— Он. Владимир Петрович.
— Наверное, тоже на фронте?
— Его уже нет в живых. Он умер от голода в январе сорок второго. И мама — тоже.
Нелли Максимовна достает из кармана «бычок» самокрутки, дрожащими руками зажигает спичку, прикуривает.
— Если бы ты знал, Сережа, какой это был человек!
— Он тоже артист?
— Нет, врач. Педиатр. Детский, значит. Он называл свою профессию самой гуманной на земле и умер, служа ей. Когда Владимир Петрович уходил на дежурство в больницу, я давала ему на обед тонюсенький ломтик хлеба с комбижиром.

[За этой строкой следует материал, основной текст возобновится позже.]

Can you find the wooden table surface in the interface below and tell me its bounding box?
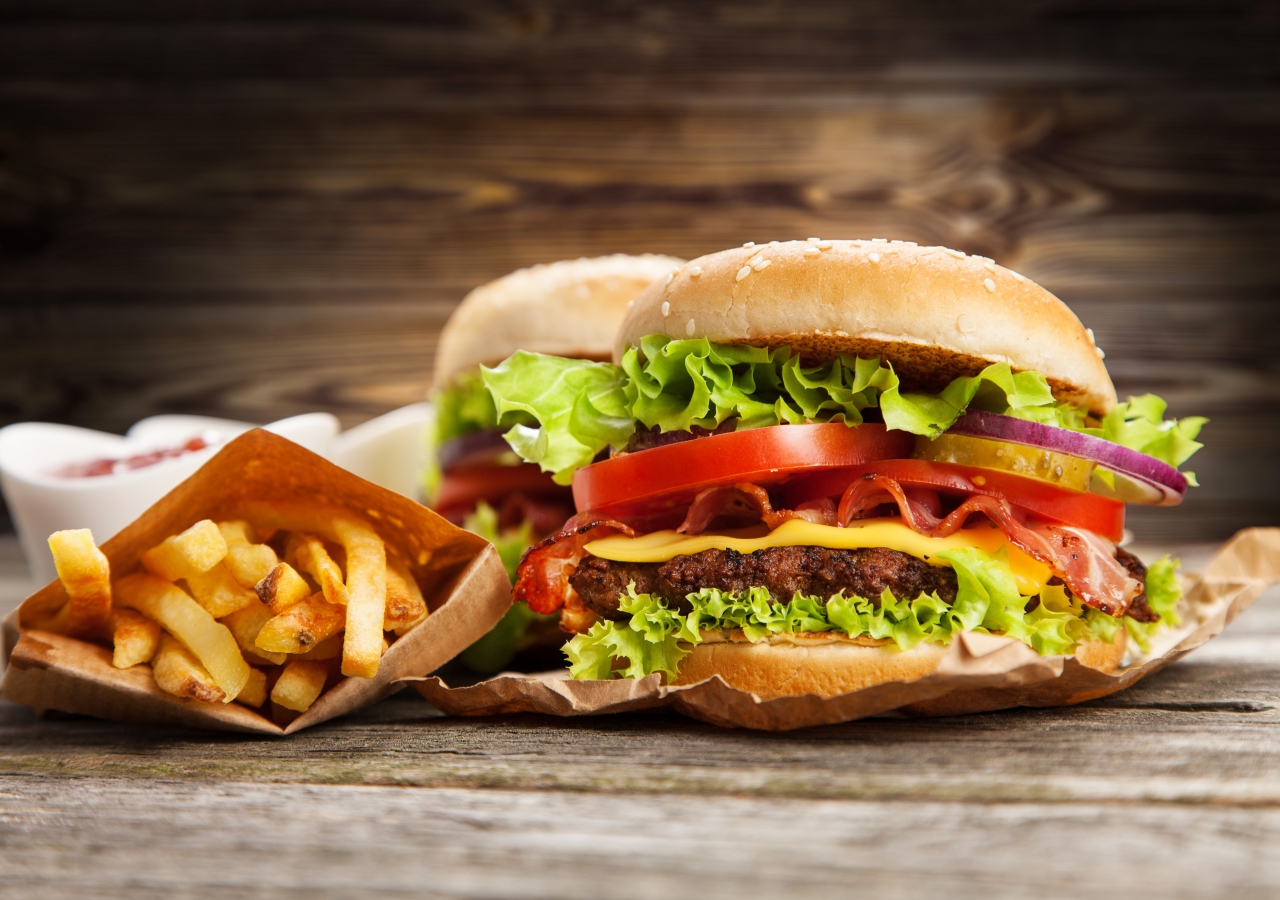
[0,540,1280,900]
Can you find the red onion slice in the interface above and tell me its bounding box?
[948,410,1187,506]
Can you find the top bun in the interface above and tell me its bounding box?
[613,238,1116,415]
[435,253,684,388]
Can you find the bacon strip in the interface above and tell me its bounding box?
[512,512,636,613]
[676,481,836,534]
[837,474,1143,616]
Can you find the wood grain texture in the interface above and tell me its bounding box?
[0,0,1280,540]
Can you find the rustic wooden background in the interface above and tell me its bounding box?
[0,0,1280,540]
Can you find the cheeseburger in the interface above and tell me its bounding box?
[483,238,1204,698]
[426,253,682,672]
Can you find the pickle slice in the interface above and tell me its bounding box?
[914,434,1096,492]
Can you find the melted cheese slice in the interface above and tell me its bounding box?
[585,518,1052,597]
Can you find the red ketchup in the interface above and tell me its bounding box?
[51,435,220,478]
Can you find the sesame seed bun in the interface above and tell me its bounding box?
[675,629,1128,700]
[435,253,684,387]
[613,241,1116,414]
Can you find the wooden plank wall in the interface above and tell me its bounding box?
[0,0,1280,540]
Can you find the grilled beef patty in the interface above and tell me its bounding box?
[570,547,1160,622]
[570,547,956,620]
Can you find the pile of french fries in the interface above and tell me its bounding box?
[47,516,428,718]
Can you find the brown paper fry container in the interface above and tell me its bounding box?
[415,529,1280,731]
[0,430,511,735]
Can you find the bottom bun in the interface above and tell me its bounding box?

Но, оказывается, он не съедал его, а отдавал раненым детям. Так долго не могло продолжаться. Однажды, придя с работы, я нашла его мертвым... Скажи, ты уже был на фронте?
— Да, я после госпиталя.
— И ты видел фашистов, стрелял в них?
— Конечно. Я ведь был пулеметчиком и стрелял хорошо.
— Ну а вот так, лицом к лицу, приходилось сталкиваться?
Нелли Максимовна словно с недоверием смотрит на меня, грустно вздыхает, берет меня за руку выше локтя и очень тихо, почти шепотом, говорит:
— До войны я бы не поверила, что смогу убить человека... Но фашисты — они не люди и потому, наверное, Сережа, остались твои глаза такими чистыми. Впрочем, довольно. Давай-ка соображать ужин.
Нелли Максимовна снимает сумку с противогазом, вешает ее на спинку кровати.
— Знаете, я уже поужинал.
— А я нет. У меня есть рыбьи головы и картошка.
— У меня — кусочек сала и сахар. И хлеб, конечно.
— Хлеб теперь и у меня есть. Так что давай устроим пир.
Она принесла из кухни картошку, принялась готовить ужин.
— А ты, Сережа, полистай пока альбомы. Там много моих театральных фотографий. Они в рояле. Там внутри, на струнах лежат.
Альбомы листаю не без робости. До чего же она была хороша!
— Нелли Максимовна, а вы и сейчас артистка?